In questi primi giorni di esame preselettivo non sono mancate numerose polemiche da parte dei candidati, che si sono espressi sui social network. Alcuni concorrenti, poi, si sono già rivolti a studi legali amministrativisti, che hanno già preso in carico eventuali ricorsi da parte dei partecipanti. È stato persino aperto un vero e proprio sportello legale a cui i partecipanti possono rivolgersi per depositare segnalazioni, scorrettezze, profili di illegittimità.

Concorso Cancellieri: cosa è successo?

Ma cosa è successo? Qual è stato l’avvenimento che ha generato così tanto dibattito?

In primo luogo, è stato trovato profondamente ingiusto da parte dei candidati che hanno inaugurato la prova preselettiva di Roma il criterio dell’ordine alfabetico con cui il Ministero ha suddiviso per gruppi i 308.385 iscritti (l’affluenza effettiva è davvero inferiore al numero esorbitante che si è prospettato finora). In particolare, secondo la loro opinione, sarebbero stati in questo modo favoriti i concorrenti assegnati alle ultime date d’esame, avendo questi ultimi avuto a disposizione un tempo maggiore per utilizzare le banche dati.

I primi ad iniziare, infatti, hanno avuto a disposizione solo 17 giorni per la consultazione delle banche dati dalle quali sono estratti i quesiti d’esame, di volta in volta differenti, scelti da un algoritmo specifico (lo stesso prevede anche la disposizione delle stesse 50 domande, all’interno del medesimo turno, in ordine casuale e differente, per evitare copiature tra i partecipanti).
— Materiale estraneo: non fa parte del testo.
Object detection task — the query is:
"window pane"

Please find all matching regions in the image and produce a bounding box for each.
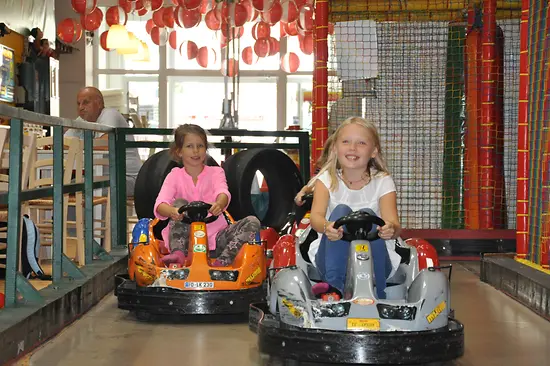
[98,74,159,127]
[168,77,277,130]
[286,36,314,71]
[286,75,313,130]
[95,8,160,70]
[168,76,277,162]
L’ordine alfabetico: è un criterio equo?

Ma “gli ultimi saranno i primi”: infatti, la risposta data dalla maggior parte dei concorrenti provvisti di un cognome tra la M e la Z, è quella per cui sicuramente gli stessi avranno meno tempo per prepararsi all’esame concorsuale vero e proprio, di cui le date saranno pubblicate il 30 maggio 2017 e che verteranno sulle procedure, civile e penale.

In secondo luogo, poi, la questione delle domande errate o, peggio, incomplete! I primi concorrenti, infatti, a seguito della sfortunata esperienza, hanno segnalato che talvolta il sistema restituisce quesiti incompleti nel testo di domanda o risposta, oppure errati nella loro formulazione.

Quesiti Errati o Incompleti: cosa fare?

Il punto dolente della questione è il seguente: solo dopo aver ricevuto le segnalazioni di chi ormai aveva già sostenuto la prova preselettiva, il Ministero ha comunicato a tutti i concorrenti di lasciare la risposta in bianco, e così facendo automaticamente la stessa sarebbe stata calcolata come giusta.

Anche questo criterio è apparso criticabile e spunto di polemiche.

Tuttavia, una decisione va sempre presa, e sicuramente i criteri cui è ricorso fino ad ora il Ministero della Giustizia sono tra i più ragionevoli e meno discriminatori. Che non succeda anche nel caso del Concorso per Assistenti Giudiziari che venga annullato il concorso a seguito di ricorsi presentati al Tar dai partecipanti esclusi (ci si riferisce al concorso per infermieri di Torino, annullato a seguito della vittoria giudiziaria di alcuni ricorrenti)?